Natural gas producers are turning to new techniques to capture the gas emitted during the well-completion process. In the past, a well's initial production was typically vented or burned off to allow impurities to clear before the well was tied into a pipeline.
Now, more operators are employing reduced-emission completions - a "green completion" - a process in which impurities such as sand, drilling debris, and fluids from hydraulic fracturing are filtered out and the gas is sold, not wasted.
The five gas wells that EQT Corp. completed in October at this remote site in Washington Township, Pa., are typical. Compared to a gas flare, which roars like a jet engine and licks the sky with flame like a giant welder's torch, green completion is dull and quiet.
EQT is not the only drilling company that has embraced green completions. The equipment for separating the gas from the "flowback" has been perfected in the past decade, and in the next three years, using it will become standard practice across the nation.
The U.S. Environmental Protection Agency approved new rules this year requiring green completions nationwide by 2015, except for exploratory wells unconnected to pipelines. As of Oct. 15, drillers can no longer vent the gas into the atmosphere without burning.
The EPA says green completions will save drillers up to $19 million a year by capturing natural gas that would be wasted.
The advent of green completions is an example of the rapid development of shale-gas technology, which has revived a flagging domestic energy sector in just a few years.
"What was true yesterday is no longer true today," said Andrew Place, director of public policy research at EQT, based in Pittsburgh. "Systems are evolving."
Much of the new technology has been driven to address fears about drilling, including hydraulic fracturing, the extraction technique that has turned impermeable shale into a bonanza of oil and gas.
"Public concerns have pushed the engineers to come up with solutions," Place said.

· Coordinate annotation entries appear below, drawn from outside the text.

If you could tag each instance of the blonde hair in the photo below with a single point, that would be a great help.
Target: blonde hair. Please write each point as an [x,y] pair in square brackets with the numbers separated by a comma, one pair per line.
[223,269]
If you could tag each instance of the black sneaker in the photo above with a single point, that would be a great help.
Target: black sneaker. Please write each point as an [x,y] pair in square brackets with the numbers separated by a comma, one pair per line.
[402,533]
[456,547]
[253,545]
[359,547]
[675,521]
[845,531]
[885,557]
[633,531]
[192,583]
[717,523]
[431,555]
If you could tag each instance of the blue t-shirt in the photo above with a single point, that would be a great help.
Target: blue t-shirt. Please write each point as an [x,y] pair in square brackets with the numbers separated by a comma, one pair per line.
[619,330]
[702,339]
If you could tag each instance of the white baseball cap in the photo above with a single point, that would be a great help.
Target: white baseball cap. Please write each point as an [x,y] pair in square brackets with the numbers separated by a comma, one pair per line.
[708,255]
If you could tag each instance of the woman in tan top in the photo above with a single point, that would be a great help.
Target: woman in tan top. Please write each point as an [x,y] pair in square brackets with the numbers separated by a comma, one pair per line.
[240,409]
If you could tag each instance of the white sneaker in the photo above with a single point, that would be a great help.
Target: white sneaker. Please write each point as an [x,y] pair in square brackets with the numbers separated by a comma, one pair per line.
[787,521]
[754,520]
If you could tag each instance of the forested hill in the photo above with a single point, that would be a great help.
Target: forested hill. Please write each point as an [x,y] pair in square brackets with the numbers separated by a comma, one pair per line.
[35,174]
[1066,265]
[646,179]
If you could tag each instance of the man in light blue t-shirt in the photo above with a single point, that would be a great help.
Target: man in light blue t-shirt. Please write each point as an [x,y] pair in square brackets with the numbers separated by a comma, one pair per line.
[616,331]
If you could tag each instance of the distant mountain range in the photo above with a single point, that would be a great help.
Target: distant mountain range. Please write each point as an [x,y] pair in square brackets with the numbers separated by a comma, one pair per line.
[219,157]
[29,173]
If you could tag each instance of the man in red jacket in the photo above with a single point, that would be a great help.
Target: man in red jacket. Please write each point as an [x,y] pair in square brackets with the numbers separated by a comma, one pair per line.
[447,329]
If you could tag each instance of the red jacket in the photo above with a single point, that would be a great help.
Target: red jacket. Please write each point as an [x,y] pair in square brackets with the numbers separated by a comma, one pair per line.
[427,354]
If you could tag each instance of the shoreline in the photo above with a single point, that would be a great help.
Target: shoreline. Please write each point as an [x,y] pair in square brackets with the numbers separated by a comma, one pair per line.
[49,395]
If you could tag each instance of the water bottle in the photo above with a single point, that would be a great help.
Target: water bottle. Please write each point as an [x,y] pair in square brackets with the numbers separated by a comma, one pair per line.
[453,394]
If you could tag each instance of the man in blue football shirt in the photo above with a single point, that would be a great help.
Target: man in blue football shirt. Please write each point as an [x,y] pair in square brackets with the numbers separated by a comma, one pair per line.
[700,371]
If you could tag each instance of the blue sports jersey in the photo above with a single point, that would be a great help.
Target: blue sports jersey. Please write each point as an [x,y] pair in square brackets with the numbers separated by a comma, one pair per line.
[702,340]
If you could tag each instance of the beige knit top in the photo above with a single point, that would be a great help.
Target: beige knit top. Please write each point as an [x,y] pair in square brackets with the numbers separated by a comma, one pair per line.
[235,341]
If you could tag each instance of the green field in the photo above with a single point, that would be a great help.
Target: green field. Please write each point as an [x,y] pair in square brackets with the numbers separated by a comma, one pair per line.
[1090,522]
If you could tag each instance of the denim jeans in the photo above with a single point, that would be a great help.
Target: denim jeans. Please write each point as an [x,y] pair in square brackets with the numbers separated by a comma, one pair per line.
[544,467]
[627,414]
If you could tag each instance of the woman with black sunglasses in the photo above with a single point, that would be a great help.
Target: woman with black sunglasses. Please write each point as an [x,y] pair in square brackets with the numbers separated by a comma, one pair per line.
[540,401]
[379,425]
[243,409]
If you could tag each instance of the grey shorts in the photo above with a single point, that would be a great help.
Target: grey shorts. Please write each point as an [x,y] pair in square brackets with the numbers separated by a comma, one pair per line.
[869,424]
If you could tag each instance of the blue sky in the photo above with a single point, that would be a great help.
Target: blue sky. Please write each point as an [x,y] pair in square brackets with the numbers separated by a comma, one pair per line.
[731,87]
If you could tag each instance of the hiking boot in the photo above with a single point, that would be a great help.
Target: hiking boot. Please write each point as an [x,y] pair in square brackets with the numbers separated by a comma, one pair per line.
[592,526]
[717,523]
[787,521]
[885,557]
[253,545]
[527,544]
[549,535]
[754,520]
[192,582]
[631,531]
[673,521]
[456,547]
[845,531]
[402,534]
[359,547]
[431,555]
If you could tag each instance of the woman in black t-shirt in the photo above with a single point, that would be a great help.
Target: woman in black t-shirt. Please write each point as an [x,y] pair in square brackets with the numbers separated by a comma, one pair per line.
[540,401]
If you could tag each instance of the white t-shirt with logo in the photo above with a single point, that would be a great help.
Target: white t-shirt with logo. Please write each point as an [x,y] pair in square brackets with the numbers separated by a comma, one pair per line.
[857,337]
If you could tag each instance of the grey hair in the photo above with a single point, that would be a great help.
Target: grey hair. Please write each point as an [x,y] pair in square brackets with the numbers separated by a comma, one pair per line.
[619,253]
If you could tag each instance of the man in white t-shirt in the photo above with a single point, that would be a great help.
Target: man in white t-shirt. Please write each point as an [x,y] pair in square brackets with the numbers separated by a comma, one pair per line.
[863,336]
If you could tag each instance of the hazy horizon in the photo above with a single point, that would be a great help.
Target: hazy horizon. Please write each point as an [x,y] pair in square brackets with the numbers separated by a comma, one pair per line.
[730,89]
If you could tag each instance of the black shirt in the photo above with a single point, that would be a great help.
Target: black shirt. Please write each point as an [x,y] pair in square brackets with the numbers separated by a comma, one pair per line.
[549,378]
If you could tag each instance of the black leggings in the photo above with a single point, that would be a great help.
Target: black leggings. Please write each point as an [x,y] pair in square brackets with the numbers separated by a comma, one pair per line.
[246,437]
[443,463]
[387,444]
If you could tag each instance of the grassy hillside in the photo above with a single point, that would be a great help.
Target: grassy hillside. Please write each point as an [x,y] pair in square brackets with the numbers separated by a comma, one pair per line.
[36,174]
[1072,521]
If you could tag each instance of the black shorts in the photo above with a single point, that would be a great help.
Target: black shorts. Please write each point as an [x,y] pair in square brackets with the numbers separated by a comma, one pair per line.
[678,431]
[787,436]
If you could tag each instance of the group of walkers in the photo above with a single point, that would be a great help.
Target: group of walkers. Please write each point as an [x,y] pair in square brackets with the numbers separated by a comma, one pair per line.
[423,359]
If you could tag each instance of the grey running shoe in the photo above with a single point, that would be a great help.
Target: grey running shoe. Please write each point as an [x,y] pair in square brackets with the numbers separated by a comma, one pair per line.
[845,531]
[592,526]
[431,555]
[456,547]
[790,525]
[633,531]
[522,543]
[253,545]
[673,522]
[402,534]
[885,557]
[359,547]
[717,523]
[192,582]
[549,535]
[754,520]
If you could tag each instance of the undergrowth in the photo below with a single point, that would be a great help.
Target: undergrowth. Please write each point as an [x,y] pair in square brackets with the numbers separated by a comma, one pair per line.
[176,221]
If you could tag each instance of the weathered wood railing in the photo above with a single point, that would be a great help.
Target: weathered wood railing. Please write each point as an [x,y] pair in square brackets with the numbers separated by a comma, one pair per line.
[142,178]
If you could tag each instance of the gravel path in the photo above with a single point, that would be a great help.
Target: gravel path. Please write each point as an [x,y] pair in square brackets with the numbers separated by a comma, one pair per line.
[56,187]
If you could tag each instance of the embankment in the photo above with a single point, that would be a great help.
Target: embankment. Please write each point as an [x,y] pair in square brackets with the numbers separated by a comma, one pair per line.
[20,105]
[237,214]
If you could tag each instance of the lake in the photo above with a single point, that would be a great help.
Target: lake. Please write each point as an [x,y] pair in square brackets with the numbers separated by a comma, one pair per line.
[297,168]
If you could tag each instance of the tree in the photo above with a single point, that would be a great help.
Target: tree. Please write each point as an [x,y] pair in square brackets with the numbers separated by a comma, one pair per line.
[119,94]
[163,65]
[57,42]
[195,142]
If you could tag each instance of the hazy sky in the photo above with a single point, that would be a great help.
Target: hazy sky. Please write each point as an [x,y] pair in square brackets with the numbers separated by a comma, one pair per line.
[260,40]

Activists and regulators are paying more attention to air emissions from shale-gas development, including toxins emitted during drilling and production. Much of the focus has been on releases of methane, the main component of natural gas as well as a potent greenhouse gas, though there is substantial disagreement over studies attempting to measure the methane leaks.
In devising the new rules, the EPA said it was acting under its Clean Air Act mandate to reduce emissions of volatile organic compounds and pollutants such as benzene, which can cause cancer. The agency said the new rules were expected to eliminate 95 percent of the smog-forming volatile organic compounds emitted from more than 13,000 new gas wells each year.
The EPA said a "co-benefit" of green completions was a reduction in methane emissions by 1 million to 1.7 million tons a year.
The government delayed full implementation of the rule until 2015 to allow the industry to build enough equipment to handle the workload.
The American Petroleum Institute and other industry groups are challenging the new rules in the U.S. Court of Appeals in Washington. So are environmental groups.